A description of the experience
Prehistoric Britain – Dr Christopher and Jacquetta Hawkes
Another region famous for its long barrows is the Cotswold country, especially to the west, where along the steep scarp fronting the Severn a number are set on jutting headlands, where they can command superbly the great spreading expanse of the valley. These Cotswold barrows are not mere earthen mounds, like the majority in Sussex and 'Wessex; the local oolitic rock was available for the building of long cairns of neatly piled slabs, held in place with drystone walling and covering elaborate burial chambers formed with huge stone blocks or 'megaliths'. There was an essential difference in the use of this chambered type of tomb. The earthen form was a communal grave, in that it contained a number of bodies all interred simultaneously, but the stone chamber was a collective tomb intended for successive burials over a long period of time.

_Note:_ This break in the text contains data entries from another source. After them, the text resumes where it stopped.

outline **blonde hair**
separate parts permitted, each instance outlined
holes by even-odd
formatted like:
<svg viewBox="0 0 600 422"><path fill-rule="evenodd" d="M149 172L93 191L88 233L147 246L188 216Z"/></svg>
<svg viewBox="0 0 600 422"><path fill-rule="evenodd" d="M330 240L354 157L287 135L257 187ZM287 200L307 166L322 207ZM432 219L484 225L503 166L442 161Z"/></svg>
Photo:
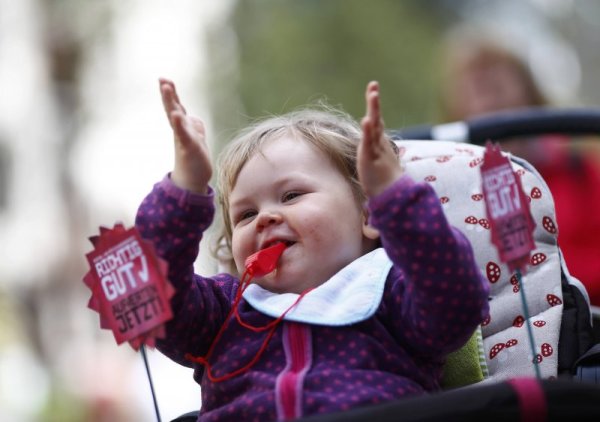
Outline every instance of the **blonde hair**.
<svg viewBox="0 0 600 422"><path fill-rule="evenodd" d="M260 152L265 142L293 136L315 146L326 154L339 172L348 180L356 204L362 207L366 196L358 180L356 151L362 130L346 113L327 108L302 109L281 116L266 118L250 125L236 136L221 152L217 165L217 196L223 217L223 233L217 256L222 248L231 252L232 227L229 217L229 195L235 187L244 164ZM221 259L225 259L221 255ZM230 257L227 259L231 260Z"/></svg>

Possibly the privilege of burial in these imposing monuments was limited to ruling families (all the skeletons in the chamber of one Wiltshire barrow showed a strong family likeness), a state of affairs that exists today, when the possession of a family vault is certainly an upper-class prerogative.
One of the best preserved and finest of these chambered long barrows is the charmingly named Hetty Pegler's Tump, near Uley, and a visit there is not soon forgotten. To enter one must stoop to pass below a massive lintel, supported on two upright blocks, into a gallery from which side cells open on either hand between towering pillars. And these few steps carry one from the familiar, brightly lit Cotswold scene into a strange cave world, with dark, shadowy entrances and a lingering ghostly presence in the air that may be felt only by the imagination but is none the less potent for that.
Indeed, he would be a stone who in such an atmosphere is not tempted to materialize before him the men who once moved about in this cave of their own making.